Vous pourrez lire sa chronique régulièrement.
Dimanche 14 janvier 2007
Total changement de décor puisque je commence cette lettre dans une très belle villa des hauts de Port au Prince. Je me suis installée avec le portable sur l’immense terrasse et toute la ville, juste grisée de brume – cette brume de pollution qui tue mais qui donne au paysage un aspect onirique. Les quartiers qui semblent tout blancs d’ici s’étirent le long du large golfe. L’immense cathédrale blanche émerge de cet enchevêtrement de constructions anarchiques… Je ne me sens plus à Port au Prince.

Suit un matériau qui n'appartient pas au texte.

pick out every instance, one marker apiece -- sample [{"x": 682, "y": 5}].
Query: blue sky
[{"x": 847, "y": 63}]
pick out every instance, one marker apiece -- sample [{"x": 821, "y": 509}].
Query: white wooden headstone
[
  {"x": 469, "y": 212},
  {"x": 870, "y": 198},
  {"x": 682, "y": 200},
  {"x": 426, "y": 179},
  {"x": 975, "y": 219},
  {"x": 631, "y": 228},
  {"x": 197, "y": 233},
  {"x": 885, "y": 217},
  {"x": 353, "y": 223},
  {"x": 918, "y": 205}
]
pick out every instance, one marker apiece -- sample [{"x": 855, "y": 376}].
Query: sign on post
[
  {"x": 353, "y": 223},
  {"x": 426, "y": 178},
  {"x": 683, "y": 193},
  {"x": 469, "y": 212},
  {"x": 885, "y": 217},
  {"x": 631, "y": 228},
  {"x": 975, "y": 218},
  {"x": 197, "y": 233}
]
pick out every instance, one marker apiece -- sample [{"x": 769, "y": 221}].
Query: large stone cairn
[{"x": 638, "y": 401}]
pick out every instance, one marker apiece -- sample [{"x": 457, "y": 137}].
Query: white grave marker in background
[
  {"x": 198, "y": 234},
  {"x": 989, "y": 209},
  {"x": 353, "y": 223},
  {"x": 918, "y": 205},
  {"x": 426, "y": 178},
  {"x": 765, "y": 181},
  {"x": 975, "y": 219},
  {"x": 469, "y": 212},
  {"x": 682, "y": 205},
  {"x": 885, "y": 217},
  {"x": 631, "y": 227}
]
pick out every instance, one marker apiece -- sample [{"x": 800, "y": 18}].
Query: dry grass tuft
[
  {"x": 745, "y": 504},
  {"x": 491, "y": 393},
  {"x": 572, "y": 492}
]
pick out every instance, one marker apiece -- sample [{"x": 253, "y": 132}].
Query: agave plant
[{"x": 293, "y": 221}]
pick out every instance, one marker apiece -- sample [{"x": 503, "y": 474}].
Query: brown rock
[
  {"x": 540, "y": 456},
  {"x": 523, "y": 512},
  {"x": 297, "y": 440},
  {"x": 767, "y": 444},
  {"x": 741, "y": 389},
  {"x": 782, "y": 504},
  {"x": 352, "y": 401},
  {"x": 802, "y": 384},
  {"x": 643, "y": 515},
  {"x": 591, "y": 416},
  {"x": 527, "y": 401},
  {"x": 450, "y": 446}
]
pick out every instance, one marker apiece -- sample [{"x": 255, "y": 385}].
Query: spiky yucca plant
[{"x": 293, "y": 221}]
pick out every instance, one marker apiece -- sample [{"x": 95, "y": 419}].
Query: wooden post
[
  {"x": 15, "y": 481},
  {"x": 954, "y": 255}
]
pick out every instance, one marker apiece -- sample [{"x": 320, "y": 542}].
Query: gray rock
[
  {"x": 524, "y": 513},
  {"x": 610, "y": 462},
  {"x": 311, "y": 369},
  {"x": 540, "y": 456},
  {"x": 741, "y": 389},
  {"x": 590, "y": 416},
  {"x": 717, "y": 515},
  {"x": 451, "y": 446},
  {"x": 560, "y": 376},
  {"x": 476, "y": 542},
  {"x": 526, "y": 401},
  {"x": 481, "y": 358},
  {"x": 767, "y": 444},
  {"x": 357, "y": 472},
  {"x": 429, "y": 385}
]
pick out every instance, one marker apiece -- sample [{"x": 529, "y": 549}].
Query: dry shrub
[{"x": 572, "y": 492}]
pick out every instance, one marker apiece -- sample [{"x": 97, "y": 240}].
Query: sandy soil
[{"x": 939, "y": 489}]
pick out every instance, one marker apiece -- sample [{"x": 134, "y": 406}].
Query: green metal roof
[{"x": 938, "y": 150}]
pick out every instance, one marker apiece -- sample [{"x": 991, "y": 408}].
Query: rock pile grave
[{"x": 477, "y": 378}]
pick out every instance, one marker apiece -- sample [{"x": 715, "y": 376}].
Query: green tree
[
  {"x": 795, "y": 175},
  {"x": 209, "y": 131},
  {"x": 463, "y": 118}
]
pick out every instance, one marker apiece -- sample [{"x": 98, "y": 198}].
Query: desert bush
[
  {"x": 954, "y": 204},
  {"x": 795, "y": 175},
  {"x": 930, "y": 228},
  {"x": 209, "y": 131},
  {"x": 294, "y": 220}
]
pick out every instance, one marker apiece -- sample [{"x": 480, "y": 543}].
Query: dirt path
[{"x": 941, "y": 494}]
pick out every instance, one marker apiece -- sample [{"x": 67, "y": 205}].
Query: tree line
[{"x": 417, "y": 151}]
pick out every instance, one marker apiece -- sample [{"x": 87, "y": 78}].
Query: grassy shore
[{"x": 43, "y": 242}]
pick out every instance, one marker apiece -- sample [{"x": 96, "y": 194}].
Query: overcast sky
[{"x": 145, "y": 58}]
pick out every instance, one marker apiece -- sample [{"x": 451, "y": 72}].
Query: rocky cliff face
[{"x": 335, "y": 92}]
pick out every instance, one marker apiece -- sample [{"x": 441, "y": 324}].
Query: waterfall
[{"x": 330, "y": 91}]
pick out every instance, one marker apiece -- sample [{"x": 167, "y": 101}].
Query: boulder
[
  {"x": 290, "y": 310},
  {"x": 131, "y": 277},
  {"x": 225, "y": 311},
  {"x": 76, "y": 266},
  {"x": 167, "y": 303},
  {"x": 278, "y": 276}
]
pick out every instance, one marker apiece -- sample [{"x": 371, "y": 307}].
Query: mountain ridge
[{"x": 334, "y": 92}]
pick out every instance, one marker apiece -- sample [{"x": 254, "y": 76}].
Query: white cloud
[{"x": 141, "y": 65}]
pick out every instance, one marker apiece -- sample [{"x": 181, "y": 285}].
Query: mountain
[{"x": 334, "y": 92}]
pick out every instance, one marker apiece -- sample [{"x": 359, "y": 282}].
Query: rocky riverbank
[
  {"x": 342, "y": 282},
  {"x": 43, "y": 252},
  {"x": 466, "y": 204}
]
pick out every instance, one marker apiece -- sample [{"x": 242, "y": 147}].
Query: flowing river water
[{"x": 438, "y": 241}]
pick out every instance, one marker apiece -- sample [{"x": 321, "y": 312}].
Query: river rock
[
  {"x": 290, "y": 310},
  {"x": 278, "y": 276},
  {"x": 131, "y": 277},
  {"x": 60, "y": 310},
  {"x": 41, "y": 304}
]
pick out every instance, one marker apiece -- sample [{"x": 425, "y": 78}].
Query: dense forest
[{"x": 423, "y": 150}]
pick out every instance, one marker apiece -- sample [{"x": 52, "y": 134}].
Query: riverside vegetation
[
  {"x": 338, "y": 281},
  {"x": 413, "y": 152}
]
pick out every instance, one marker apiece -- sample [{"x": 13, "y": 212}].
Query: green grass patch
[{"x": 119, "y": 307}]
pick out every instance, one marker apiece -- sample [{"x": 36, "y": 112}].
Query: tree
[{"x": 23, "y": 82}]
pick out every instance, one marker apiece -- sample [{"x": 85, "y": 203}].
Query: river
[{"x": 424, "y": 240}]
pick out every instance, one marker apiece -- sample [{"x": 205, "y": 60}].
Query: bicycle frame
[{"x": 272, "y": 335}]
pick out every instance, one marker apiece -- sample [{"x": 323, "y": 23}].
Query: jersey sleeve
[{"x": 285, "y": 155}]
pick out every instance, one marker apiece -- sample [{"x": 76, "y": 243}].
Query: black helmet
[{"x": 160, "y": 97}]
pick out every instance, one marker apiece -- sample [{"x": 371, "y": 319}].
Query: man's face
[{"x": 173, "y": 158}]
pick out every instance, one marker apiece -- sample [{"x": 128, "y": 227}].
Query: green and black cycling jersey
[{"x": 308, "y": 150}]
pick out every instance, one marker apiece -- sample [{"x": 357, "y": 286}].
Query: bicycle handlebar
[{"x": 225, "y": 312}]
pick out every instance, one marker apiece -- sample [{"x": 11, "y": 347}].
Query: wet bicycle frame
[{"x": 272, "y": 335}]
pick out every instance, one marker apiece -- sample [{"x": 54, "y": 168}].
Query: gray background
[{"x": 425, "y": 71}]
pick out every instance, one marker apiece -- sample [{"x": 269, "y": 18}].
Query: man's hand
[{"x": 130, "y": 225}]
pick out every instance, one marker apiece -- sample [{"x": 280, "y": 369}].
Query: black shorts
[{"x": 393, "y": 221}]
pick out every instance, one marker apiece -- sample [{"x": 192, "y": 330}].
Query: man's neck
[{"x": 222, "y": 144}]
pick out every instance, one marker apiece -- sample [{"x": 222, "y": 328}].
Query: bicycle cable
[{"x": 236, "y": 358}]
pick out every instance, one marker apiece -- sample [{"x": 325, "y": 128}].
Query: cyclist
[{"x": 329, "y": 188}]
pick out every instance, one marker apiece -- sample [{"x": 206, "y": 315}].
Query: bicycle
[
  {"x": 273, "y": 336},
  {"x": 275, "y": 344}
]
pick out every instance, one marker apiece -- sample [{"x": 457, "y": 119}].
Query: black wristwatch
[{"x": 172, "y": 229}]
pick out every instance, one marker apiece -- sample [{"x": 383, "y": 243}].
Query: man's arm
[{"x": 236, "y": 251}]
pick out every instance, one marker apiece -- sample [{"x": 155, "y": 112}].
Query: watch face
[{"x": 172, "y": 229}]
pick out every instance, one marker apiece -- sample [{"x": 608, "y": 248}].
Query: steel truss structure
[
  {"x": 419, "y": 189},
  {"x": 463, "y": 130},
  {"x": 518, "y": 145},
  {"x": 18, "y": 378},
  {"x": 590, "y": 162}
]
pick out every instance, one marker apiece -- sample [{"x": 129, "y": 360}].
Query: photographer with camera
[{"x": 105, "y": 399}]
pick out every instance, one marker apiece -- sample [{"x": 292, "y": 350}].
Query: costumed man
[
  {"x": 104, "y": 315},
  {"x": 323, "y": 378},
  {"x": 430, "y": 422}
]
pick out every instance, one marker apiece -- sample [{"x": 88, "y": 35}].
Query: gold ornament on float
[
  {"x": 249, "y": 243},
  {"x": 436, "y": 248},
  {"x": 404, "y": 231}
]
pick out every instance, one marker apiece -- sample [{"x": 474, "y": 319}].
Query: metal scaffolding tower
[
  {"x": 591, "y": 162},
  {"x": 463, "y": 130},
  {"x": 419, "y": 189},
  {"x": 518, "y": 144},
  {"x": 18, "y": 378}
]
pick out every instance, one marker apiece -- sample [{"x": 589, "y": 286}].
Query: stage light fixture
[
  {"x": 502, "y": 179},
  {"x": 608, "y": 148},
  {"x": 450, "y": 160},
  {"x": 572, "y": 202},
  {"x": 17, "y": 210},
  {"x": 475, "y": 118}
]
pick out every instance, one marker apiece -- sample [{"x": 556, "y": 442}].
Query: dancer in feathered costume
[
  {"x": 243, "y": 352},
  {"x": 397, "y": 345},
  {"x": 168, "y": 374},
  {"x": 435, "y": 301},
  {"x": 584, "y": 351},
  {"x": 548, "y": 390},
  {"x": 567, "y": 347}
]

Comme les riches habitants qui ont construit leurs superbes demeures sur le flanc des montagnes qui entourent la ville, je « domine », loin des odeurs putrides, loin des fatras gluants qui jonchent les rues, loin du vrombissement des voitures et des klaxons… je ne suis plus à Port au Prince, mais dans ce qu’Haïti pourrait être si… ce n’était pas Haïti ! Ici, pas de petits « rats »(enfants) des rues - qui vous sollicitent sans cesse et vous menacent parfois, pas de vieillards décharnés qui vous tendent la main en vous disant «Mamie, grandgout, ». ( en créole : « j’ai faim »), pas de foule agressive, ni de chauffeurs nerveux qui risquent d’accrocher votre voiture ou de vous écraser au moins un pied… à tout moment.
On peut vivre ici sans même se douter de la misère qui se tord en bas… comme lorsque nous allons en touristes en Egypte, à Cuba, à Saint Domingue ou ailleurs et que nous pouvons totalement ignorer la réalité vécue par la majorité des habitants.
L’immense bâtisse a les couleurs d’un palais de conte de fées : rose, bleu et blanc…, entourée d’un joli parc de verdure et de fleurs et tout à l’heure, j’ai même entendu les trilles d’un oiseau. Les pensionnaires sont propres et discrets… Non, je ne suis pas à l’hôtel Montana – le grand palace de Port au Prince – mais dans une pension religieuse, maison de repos et maison de retraite. Depuis quelques jours, j’envisageais de prendre quelques jours en dehors de la maison et dans un lieu confortable et calme. Depuis le début de mon séjour, je suis réveillée dix fois par nuit par le coq imbécile de Gershmine qui commence à crier vers 10h. du soir – ce coq est fou, sans doute parce qu’il n’a qu’une poule et que cela ne suffit pas à décharger son énergie – Ajoutez au coq, les chiens du quartier qui se répondent toute la nuit, au bout de quatre mois, j’ai envie de quelques nuits paisibles. En plus, nous sommes privés totalement d’électricité depuis quatre jours et quand on m’a dit qu’on ne savait pas quand le fil cassé qui alimente toute l’impasse serait réparé, j’ai préféré migrer ailleurs. L’électricité pour moi ici, c’est une attente, un espoir chaque soir et même quand il n’y en a pas de toute la journée, on espère, et je me rends compte que c’est un sacré plaisir d’espérer. Alors lorsque vous savez qu’il n’y a plus d’espoir de voir s’allumer brusquement les lampes pendant des jours ou peut-être des semaines, alors cela devient intolérable… enfin, plus d’électricité, cela veut dire aussi plus d’eau courante non plus puisque c’est une pompe électrique qui la monte dans le réservoir sur le toit… et je n’avais vraiment pas envie de recommencer à puiser de l’eau dans la citerne, pendant des jours et des jours. Tout cela était plus que je pouvais supporter actuellement… mes capacités de résistance ont leurs limites aussi. Ce petit séjour va aussi me permettre de retrouver un rythme de repas normal.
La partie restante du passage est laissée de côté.